The primacy of the network
The network is the ‘longest pole in the tent’; it holds everything else up. And the more you depend on cloud, the greater the importance of your network.
Inflexible, legacy networks are a poor fit for the cloud-based world. Whether using MS Office 365 on your laptop or connecting your data centres with Amazon’s in Northern California and Microsoft Azure’s in Singapore, the network needs to be available, scalable, resilient and secure. Enterprises need network services that mimic the same event-driven, on-demand environment offered by cloud vendors. Programmable networks based on software defined networking (SDN) and network function virtualization (NFV) are the enabling technologies.

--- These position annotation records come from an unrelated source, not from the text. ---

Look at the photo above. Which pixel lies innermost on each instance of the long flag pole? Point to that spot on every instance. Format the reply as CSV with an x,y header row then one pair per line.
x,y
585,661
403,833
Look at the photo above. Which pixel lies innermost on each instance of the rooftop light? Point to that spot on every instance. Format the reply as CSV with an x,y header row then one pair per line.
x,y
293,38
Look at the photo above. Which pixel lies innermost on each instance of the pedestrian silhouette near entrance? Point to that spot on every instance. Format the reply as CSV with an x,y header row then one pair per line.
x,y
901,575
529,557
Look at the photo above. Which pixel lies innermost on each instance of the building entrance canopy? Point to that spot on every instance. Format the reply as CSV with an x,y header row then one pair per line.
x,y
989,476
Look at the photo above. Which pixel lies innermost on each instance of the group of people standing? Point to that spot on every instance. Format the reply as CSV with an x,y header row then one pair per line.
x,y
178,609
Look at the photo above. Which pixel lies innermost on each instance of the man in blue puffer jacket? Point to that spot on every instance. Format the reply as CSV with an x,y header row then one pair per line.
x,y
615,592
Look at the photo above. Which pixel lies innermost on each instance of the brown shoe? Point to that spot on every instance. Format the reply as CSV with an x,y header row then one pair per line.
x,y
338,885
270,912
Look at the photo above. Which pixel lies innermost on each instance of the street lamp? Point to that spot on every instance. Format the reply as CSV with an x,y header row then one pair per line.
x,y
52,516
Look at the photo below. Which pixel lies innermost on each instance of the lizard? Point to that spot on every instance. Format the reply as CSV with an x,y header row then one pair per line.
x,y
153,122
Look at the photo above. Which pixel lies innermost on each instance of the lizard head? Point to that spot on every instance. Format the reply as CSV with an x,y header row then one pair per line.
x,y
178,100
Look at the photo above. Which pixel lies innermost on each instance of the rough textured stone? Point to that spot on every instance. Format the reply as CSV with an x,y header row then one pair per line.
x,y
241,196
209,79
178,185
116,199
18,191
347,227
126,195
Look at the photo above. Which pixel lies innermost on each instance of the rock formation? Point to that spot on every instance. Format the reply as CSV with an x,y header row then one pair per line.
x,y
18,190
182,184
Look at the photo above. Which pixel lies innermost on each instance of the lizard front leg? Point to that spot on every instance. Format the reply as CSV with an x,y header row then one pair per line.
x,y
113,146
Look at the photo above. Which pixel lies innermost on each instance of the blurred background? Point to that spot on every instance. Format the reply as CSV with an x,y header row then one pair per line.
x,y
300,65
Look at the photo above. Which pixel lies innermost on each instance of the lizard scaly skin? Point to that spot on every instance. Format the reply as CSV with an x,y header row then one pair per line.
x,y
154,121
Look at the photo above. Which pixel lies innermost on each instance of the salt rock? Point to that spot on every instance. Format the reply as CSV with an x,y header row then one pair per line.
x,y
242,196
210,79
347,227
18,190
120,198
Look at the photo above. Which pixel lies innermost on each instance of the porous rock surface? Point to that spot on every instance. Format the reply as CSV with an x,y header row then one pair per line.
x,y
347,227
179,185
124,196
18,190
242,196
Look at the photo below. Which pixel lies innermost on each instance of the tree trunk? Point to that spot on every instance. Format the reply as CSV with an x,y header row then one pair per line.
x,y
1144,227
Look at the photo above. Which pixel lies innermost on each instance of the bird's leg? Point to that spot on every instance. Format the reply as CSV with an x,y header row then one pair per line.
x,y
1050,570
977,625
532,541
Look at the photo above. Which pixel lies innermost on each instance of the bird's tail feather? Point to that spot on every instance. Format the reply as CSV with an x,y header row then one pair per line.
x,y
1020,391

SDN allows enterprises to create dynamic networks that match the flexibility of cloud. It offers greater visibility and control of traffic flow, so critical applications and data can be prioritised to suit business demands. For fast-growing businesses or enterprises expanding internationally, it provides the ability to add new sites to the network quickly and simply. NFV simplifies and speeds up the deployment of new functions in the network, for example a firewall or a retailer’s electronic point of sale application. Using virtualization, enterprises can deploy new functions as software rather than devices, enabling them to be rolled out across offices and branches nationally or internationally in hours rather than days or weeks.
Programmable networks being built today using SDN and NFV will give enterprises unparalleled agility. They will allow them to make the most of their infrastructure, using secure gateways to offload non-critical traffic onto the Internet and using highly secure and resilient MPLS services for core business applications and services.
For established businesses, these technologies promise agility and simplicity. But in a situation mirroring cloud adoption, applying SDN across layers of existing network services demands skills, technical capability and security experience. The solution, like cloud, is to buy a managed software-defined wide area network (SD-WAN) and let a service provider manage the hybrid network while you get on with your business.
Getting from here to there
It’s easy to talk generally about technology trends. It’s a lot harder to work out how to use them in your particular situation. Here’s what CIOs should consider:
1. Stop running third party applications in house. Put everything in the cloud. Do an inventory. There’s probably 20 or 30 items you can offload, along with their associated costs.
2. If your IT infrastructure is intrinsic to your business, then take advantage of the cloud with containers. The cloud is especially good for bursts of work.
3. Expect your network partner to provide a secure, managed SD-WAN. Your cloud experience will only be as good as your network.
4. Think and act more like a software house. Focus on the development, not the operation, of new services.
Finally, when the dust of the stampede has settled, how will all this change the IT department? The job of the CIO? Immeasurably for the better. Moving infrastructure to the cloud and developing an agile, software-defined network will free up talented IT people to work with their business colleagues to find new ideas and bring them to life. And CIOs will at last find the time to be business leaders for the digital age, to contribute creatively and commercially to the success and reputation of the enterprise.